MEMBERI ampun, memaafkan, dan mengampuni orang yang bersalah adalah semangat dasar hukum kasih kristiani. Itu pula yang juga telah terumus dengan sangat indah dalam doa Bapa Kami: “Ampunilah kesalahan kami, seperti kami pun juga mengampuni orang yang bersalah kepada kami”.
Pada Tahun Kerahiman Ilahi sepanjang kurun waktu 2015-206 ini, Paus Fransiskus telah mengajak seluruh umat katolik sedunia untuk mengalami ‘wajah Allah yang berbelas kasih” (misericodiae vultus) sebagaimana diuraikan dalam teks dokumen Vatikan dengan judul sama.

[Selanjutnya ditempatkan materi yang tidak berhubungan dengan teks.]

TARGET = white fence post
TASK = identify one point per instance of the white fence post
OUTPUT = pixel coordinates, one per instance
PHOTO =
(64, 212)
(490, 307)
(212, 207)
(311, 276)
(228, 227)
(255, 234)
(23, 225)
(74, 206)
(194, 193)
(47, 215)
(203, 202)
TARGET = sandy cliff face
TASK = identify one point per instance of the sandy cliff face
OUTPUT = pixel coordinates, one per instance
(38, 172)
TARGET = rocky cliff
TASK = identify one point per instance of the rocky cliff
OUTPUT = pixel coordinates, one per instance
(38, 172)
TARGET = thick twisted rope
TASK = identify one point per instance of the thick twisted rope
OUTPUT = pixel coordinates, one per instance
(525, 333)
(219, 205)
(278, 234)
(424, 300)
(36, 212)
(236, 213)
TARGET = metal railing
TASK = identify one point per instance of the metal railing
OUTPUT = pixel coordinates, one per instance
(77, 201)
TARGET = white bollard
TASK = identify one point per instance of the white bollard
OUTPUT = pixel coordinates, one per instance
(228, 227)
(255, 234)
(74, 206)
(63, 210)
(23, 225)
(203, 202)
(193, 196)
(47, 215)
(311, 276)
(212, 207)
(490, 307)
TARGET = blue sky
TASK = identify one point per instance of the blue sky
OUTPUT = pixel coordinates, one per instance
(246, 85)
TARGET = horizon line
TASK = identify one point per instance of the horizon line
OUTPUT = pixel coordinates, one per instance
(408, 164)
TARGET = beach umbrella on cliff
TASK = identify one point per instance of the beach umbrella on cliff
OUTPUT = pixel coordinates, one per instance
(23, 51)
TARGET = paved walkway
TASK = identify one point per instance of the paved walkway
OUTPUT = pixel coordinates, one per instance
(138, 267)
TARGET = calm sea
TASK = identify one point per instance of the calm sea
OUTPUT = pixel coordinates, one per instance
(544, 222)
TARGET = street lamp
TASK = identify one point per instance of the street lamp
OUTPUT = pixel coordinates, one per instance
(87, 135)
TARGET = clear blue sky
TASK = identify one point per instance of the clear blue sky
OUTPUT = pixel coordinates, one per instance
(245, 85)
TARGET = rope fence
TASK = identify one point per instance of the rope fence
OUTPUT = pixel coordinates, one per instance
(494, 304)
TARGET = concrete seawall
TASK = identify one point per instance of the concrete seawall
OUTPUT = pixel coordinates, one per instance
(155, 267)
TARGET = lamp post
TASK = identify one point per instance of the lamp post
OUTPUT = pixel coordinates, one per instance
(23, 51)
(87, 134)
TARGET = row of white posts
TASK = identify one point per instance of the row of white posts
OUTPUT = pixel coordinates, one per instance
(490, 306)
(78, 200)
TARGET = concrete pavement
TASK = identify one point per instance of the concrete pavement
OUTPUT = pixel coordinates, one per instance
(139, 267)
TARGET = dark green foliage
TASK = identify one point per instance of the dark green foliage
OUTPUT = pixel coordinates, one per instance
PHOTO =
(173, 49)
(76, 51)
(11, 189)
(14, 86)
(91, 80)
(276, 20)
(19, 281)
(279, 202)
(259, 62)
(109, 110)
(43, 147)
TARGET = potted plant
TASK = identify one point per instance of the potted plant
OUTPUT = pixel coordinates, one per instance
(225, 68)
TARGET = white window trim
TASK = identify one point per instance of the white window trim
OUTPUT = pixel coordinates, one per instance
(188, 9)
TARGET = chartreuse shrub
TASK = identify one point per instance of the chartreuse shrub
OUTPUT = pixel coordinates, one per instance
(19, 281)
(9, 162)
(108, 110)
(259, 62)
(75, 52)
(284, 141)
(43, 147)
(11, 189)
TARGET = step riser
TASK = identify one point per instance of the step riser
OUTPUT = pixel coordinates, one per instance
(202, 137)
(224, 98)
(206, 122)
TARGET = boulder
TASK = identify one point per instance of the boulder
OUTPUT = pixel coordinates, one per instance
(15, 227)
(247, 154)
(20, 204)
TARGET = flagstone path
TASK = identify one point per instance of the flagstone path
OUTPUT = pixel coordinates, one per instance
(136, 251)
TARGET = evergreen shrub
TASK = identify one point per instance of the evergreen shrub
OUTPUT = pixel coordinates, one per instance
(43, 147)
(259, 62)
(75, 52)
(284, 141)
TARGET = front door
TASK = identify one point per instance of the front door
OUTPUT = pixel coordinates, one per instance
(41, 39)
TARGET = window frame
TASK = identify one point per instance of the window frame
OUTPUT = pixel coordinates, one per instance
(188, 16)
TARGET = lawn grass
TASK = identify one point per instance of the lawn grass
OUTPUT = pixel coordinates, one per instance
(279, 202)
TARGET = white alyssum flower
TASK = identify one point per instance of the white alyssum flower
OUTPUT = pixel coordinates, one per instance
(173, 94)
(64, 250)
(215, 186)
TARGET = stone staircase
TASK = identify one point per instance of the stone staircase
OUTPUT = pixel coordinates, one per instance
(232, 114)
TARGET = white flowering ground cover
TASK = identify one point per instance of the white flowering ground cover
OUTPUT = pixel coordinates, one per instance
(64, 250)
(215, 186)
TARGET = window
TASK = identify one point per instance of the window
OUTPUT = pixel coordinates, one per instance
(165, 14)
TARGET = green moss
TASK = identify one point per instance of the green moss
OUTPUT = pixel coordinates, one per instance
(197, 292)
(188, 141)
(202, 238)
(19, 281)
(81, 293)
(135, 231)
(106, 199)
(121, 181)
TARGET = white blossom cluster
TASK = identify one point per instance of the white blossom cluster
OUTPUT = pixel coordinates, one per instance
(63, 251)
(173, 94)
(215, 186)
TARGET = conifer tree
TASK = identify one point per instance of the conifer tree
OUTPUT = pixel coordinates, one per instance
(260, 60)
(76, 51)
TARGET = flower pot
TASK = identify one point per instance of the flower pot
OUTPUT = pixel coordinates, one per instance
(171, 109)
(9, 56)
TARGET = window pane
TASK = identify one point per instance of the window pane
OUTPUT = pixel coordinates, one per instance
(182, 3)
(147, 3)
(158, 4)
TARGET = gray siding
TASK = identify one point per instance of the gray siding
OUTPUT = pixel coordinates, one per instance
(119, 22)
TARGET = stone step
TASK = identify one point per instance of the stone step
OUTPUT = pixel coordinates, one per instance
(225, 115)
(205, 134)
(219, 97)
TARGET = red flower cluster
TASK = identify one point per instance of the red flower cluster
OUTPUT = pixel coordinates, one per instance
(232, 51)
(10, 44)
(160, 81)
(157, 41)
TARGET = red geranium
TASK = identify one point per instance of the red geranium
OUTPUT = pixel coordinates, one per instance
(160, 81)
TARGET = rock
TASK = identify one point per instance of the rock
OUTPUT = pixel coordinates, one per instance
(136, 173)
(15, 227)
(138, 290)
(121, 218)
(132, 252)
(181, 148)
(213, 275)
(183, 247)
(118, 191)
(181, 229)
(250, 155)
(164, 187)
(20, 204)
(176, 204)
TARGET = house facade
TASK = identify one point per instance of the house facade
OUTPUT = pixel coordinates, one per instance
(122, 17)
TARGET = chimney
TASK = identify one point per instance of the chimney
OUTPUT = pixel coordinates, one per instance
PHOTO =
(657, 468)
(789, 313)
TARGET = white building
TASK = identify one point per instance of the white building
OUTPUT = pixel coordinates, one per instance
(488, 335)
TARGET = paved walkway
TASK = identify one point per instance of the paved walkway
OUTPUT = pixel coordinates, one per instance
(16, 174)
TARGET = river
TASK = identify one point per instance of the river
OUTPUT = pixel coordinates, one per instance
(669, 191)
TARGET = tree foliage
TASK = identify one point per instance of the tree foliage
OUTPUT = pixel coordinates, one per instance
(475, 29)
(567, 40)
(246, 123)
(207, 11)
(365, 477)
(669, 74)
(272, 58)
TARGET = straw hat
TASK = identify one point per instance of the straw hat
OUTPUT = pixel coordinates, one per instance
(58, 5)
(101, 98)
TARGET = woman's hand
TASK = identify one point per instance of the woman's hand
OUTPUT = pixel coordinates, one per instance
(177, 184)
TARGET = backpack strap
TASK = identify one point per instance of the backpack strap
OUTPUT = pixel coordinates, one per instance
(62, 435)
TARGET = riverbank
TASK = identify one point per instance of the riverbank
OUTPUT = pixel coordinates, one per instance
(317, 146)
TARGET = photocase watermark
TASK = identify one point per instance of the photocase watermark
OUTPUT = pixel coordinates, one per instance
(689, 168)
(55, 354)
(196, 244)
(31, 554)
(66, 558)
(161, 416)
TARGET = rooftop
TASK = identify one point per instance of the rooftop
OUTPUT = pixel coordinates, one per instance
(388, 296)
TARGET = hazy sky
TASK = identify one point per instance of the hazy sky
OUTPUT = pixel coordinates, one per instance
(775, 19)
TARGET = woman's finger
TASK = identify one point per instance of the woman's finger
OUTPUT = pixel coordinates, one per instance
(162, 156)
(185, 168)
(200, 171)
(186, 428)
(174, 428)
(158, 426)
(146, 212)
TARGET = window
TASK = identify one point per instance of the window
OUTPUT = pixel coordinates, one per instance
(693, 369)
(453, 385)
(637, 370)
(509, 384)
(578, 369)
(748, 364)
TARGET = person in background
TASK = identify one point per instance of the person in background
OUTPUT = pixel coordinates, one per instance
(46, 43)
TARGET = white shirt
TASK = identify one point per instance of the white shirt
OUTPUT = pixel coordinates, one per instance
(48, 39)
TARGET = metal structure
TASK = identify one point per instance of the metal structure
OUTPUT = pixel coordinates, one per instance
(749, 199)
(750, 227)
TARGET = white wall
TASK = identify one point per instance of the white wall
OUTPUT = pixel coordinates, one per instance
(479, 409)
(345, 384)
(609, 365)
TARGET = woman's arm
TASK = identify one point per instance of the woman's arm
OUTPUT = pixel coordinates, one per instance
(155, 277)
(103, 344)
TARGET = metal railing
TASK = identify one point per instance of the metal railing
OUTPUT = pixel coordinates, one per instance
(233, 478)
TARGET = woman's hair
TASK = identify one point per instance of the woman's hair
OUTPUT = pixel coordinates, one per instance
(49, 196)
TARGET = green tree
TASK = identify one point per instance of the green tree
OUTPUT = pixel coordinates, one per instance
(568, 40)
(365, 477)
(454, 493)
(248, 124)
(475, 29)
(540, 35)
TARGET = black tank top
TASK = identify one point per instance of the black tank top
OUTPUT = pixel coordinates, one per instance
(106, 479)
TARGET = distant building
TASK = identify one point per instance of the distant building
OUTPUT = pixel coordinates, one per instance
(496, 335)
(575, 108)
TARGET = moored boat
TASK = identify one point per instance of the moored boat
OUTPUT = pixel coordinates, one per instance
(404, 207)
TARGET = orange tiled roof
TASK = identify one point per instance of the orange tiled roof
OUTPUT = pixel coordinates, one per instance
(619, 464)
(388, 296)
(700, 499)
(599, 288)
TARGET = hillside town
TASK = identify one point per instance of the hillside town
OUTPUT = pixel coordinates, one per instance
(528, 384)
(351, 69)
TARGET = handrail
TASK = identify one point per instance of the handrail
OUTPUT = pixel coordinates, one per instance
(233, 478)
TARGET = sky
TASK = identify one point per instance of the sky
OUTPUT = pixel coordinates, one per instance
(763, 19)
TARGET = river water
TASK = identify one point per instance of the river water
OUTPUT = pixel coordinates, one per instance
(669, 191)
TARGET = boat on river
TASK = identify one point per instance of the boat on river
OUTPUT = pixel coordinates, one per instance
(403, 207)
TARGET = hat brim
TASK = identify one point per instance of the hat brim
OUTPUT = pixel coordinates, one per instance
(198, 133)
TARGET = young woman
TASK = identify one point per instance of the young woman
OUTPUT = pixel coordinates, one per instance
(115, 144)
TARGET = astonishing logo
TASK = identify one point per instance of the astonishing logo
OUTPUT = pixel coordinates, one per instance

Menanggapi seruan Paus Fransiskus perihal harapannya agar dihapuskannya hukuman mati –kalau bisa selamanya dan kalau tak mungkin ya setidaknya selama Tahun Kerahiman Ilahi ini—politisi dan anggota DPR-RI Yoseph Umarhadi menyampaikan pendapatnya kepada Sesawi.Net sebagai berikut. (Baca juga: Hentikan Hukuman Mati, demikian Kata Paus tapi Tidak untuk Bandar Narkoba (1)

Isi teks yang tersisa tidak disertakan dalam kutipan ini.